I particularly enjoyed Larry Elman's loving discussion of
his mother's contributions to Elman hypnosis. He recounts that in addition to
playing the role of the patient on all the recordings, Pauline R. Elman
attended all of Dave Elman's classes, serving as a teaching assistant, coaching
doctors on their form. Indeed, one of the doctors claimed that Pauline was a
better teacher than Dave! Her son heartwarmingly recognizes her as a brilliant
hypnotist and gives her credit for inventing the "Dave Elman" method
of getting clients into the Esdaile state.
Listening to Dave Elman role-play a physician fills me with
wistfulness for a simpler time, when general practitioners had enough time to
teach self-hypnosis to their patients, the AMA was recommending that doctors
learn hypnosis, and prescriptions for "medical relaxation" recordings
kept young Larry Elman busy putting records in the mail.
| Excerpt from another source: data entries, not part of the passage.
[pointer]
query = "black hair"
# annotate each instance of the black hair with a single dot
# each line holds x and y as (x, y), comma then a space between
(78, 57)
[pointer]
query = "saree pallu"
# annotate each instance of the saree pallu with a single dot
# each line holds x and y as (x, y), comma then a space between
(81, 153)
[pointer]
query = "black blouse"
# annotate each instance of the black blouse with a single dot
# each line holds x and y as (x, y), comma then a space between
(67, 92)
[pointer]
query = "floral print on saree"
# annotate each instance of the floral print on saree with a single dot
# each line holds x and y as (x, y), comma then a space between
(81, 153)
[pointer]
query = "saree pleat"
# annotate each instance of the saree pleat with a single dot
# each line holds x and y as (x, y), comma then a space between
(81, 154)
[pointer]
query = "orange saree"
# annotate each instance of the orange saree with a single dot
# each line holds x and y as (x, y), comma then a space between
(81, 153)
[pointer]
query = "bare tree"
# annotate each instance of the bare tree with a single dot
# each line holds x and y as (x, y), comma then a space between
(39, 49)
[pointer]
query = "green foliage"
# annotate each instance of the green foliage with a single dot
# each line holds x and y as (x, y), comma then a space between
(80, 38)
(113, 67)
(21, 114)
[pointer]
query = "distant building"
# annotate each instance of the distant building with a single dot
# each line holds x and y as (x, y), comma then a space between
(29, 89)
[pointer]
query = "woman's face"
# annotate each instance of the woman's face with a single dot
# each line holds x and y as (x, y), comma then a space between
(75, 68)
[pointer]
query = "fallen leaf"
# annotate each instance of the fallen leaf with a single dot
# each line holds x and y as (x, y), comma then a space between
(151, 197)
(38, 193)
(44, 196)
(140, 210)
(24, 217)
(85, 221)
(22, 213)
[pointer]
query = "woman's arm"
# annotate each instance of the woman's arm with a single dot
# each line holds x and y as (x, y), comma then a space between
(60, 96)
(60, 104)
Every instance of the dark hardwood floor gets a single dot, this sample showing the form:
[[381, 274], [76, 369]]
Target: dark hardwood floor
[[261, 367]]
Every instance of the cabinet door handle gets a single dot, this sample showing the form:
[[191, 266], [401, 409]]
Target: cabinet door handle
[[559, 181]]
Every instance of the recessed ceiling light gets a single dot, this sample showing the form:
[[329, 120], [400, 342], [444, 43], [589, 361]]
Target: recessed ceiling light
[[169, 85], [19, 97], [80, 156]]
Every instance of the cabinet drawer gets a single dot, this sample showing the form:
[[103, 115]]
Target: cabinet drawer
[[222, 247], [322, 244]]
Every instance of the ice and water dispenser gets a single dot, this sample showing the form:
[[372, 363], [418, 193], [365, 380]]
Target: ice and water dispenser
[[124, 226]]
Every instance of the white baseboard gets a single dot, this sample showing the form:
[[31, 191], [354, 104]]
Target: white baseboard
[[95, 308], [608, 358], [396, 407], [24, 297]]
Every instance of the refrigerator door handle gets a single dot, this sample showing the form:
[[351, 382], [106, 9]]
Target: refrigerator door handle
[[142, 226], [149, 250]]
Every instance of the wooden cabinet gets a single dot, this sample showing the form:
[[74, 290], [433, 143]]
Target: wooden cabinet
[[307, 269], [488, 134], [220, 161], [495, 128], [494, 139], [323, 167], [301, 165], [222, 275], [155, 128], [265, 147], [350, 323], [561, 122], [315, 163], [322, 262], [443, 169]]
At the beginning of this review, I asked if you'd ever
wished you could experience what it would be like for Dave Elman to hypnotize
you. Well, I found myself listening to the master's voice, drifting into a nice
relaxed state, and then locking my eyelids shut. I had for a moment stepped out
of time, and a famous hypnotist's voice had gone with me.
If for nothing else, that's worth the $40 ticket to ride.
Full Disclosure: H. Larry Elman provided a copy of the
Shorties and his centennial of the DEI pamplet to me for review. He also
generously sent me an inscribed copy of his father's famous book Hypnotherapy
to help me rebuild after my office burned down.